Ebola vaccine ‘triggers immunity’ and is ‘safe’ after first set of tests

An experimental Ebola vaccine appears safe and triggered signs of immune protection in the first 20 volunteers to test it, U.S. researchers reported Wednesday. The vaccine is designed to spur the immune system’s production of anti-Ebola antibodies, and people developed them within four weeks of getting the shots at the National Institutes of Health (NIH). The study published in the New England Journal of Medicine also found that some people developed a different set of virus-fighting immune cells, named T cells. That may be important in fending off Ebola, as prior research found that monkeys protected by the vaccine also had that combination response.

The road is still long and there are many challenges but we are nevertheless one step closer to a solution.
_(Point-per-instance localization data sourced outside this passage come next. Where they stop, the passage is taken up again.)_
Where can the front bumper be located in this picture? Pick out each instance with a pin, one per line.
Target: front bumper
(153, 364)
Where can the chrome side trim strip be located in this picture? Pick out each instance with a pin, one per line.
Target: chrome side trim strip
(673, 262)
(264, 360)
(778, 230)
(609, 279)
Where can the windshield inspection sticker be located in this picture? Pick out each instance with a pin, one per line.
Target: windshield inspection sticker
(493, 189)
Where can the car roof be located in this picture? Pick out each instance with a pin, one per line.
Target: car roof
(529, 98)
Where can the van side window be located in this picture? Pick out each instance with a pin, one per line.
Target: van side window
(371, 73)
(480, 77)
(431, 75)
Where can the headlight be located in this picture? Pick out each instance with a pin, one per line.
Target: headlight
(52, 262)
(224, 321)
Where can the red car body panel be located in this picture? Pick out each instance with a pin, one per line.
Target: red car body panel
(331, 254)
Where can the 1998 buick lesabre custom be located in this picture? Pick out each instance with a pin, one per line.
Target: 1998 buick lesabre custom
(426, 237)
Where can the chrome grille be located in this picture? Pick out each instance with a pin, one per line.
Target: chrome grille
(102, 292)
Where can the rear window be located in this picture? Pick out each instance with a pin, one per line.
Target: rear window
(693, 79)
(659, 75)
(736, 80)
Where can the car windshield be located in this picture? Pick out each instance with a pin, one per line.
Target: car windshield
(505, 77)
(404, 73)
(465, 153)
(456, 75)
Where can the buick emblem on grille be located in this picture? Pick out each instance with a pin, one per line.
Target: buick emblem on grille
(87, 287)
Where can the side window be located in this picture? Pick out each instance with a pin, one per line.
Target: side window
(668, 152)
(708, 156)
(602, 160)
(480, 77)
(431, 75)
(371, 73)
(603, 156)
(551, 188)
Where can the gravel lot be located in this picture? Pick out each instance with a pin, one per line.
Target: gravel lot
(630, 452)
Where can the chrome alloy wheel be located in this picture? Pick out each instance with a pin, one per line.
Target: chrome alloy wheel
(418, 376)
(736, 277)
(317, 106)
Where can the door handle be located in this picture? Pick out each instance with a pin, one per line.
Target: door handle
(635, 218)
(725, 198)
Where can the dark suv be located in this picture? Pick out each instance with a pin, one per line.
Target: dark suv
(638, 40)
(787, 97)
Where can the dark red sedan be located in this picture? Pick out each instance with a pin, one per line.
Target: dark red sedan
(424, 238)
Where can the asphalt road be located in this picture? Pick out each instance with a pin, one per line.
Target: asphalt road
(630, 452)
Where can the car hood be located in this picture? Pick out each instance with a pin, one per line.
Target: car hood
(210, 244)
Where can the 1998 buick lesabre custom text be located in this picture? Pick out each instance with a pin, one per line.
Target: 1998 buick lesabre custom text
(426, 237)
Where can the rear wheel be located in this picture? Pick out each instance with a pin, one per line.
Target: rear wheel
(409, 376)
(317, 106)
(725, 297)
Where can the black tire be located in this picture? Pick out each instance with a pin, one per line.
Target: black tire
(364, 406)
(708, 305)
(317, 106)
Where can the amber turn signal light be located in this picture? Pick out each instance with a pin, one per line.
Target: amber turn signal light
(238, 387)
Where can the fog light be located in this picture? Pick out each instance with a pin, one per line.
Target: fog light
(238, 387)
Dr. Daniel Bausch, Ebola specialist at Tulane University

The researchers reported no serious side effects. But two people who received the higher-dose vaccine briefly spiked fevers — one above 39.4 degrees Celsius — which disappeared within a day. Earlier this month, Anthony Fauci, director of NIH’s National Institute of Allergy and Infectious Diseases, told Congress this first-stage testing was promising enough that the U.S. planned much larger studies in West Africa, starting in Liberia in early January, to try to prove whether the vaccine really works. Scientists are racing to develop ways to prevent or treat the virus that has killed more than 5,600 people in West Africa, most of them in Guinea, Liberia and Sierra Leone.